Tuesday, September 13, 2005

New York Notes

Far be it from me to make observations about New York City that haven't been made by other people. But I'm going to try to say a few things anyway. Longer posts on 9/11 and Ellis Island to come later.

1. Is it just me or do New Yorkers smoke more than the people of any other city? Maybe it's common still across the East Coast. But they certainly smoke more than people in the West.

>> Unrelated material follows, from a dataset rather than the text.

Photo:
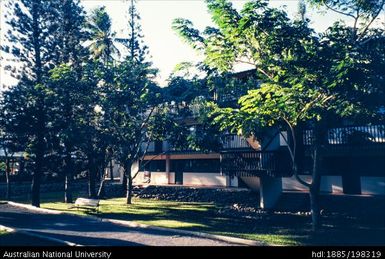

2. I saw some great creative jazz while I was there. I have trouble understanding the lack of appeal for improvisational music. I went to the best club in New York for this. It might hold 50 people and was not full either night. Really, it's not even a club, it's just a little space on the Lower East Side. To me, and no doubt I am extending my biases here, it's akin to modern art. Yet, people will pay millions for a Kandinsky or Warhol or Pollock and wouldn't think of spending $15 on a Cecil Taylor album or certainly not a David S. Ware album. To me, both illuminate our fractured modern existence, the rapidity of change in modern life. For me, the music does this in a much more visceral way than painting does, which is why I suppose I prefer one form over the other. But I would think there would be some kind of correlation here. Yet, people will go to MOMA and talk about modern art and then put on their Wynton Marsalis or John Tesh albums when they get home.

3. Going through northern New Jersey between Newark and Manhattan was very interesting. Obviously, a lot of it is a wasteland of chemical plants, industrial ruins, and burned-out ghettos. But I found the spaces between the roads very interesting. There was an awful lot of marsh land with quite a few birds and other green spaces. I have no idea if the plants in the marshes are native species or not, but to say that northern Jersey is nothing but a shithole is to be not looking all that carefully.

4. Why are people so afraid of the subway and going to New York in general? Both times I've been there I've found people quite polite and ready to help you if you're lost. I've never seen or heard of anyone having problems on the subway. It's a great cross-section of life and diversity to ride the subways...which is maybe why the middle-class Midwest white tourists who come to see Cats or Rent don't go down there. Since you know, black people are looking to rob you or something.

5. New York really isn't a great town for history. I think there's more relics of the 18th century in Knoxville than in New York. I suppose that if New York was saving this and that for 200 years, it wouldn't be the dominant city that it is. That said, it would be nice to see a semblance of pre-1900 life and architecture there. You really have to look for it and know where to look to find it.